Wednesday, April 16, 2014

The Hope of Resurrection

            I really don’t know what to do with Easter.  Resurrection is something that I want to believe in with all of my heart, but I’ve never seen one.  I have stood beside many, many caskets at funeral services and wished with all of my heart that I could somehow do a resurrection; not necessarily for the person in the casket, although I loved them very much, but particularly for the grieving people sitting in the pews in front of me.  The tears always break my heart. 

            We certainly understand Good Friday.  We have all done Good Friday.  We have felt the torture, the cross and the pain in many ways and we have been part of inflicting that kind of misery on others.  Mostly, we stay away from church on Good Friday because of the somber service and the reminder of the pain; but we crowd into the pews on Easter Sunday because of the joy and the celebration.  Easter is something that we want to be true with every part of our being.  We don’t want death to have any dominion, as Dylan Thomas so eloquently put it.  We hope to celebrate life forever with those whom we love and the God who so obviously loves us.  That is what we hope and pray for on this glorious holy day.  That is why we gather as families and pray together as communities and watch the kids color and hunt eggs and peek into Easter baskets full of chocolate bunnies and jelly beans.

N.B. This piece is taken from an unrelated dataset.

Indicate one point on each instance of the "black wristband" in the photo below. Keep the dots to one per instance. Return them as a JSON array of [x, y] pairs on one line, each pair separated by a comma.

            Some critics point to the diversity of the resurrection stories in the four Gospels as proof that the story is made up.  I don’t think so.  I think it is like four different people viewing the same event.  They tell the story from their own point of view.  I have always loved the way that John’s Gospel shares the good news of the risen Christ.  Grieving Mary Magdalene comes to the tomb on Easter morning looking again for her Lord and wanting to cry at the tomb. She found the stone rolled away from the front of the tomb, so she went to tell Peter and the other disciples.  They ran to the tomb and found it to be empty.  The Gospel goes on to tell us that Mary stayed outside the tomb weeping when she saw two angels in white sitting where Jesus’ body had been.  Why are you weeping?, they said to her.  She answered them and then saw Jesus standing nearby.  She thought that he was the gardener.  He said to her: Woman, why are you weeping?  Whom are you looking for? Frantically, she said to him: Sir if you have carried him away, tell me where you have put him and I will take him away!
           
            That is when the miracle happens.  Jesus says to her: Mary! She knows immediately that she was looking at Jesus.  She went and told the disciples:  I have seen the Lord!

            That is a story of resurrection, and the only one that I have ever heard about.  It is a story of faith, of hope and of complete joy that comes out of a sea of pain and devastation.  That is always what my faith tells me is going on when I stand by the casket at a funeral.  Death is certainly not the end.  We will see our Lord again and be welcomed into the joy of the presence of the father and of each other.  That is why we celebrate Easter with such vigor. Thank God for such wonder.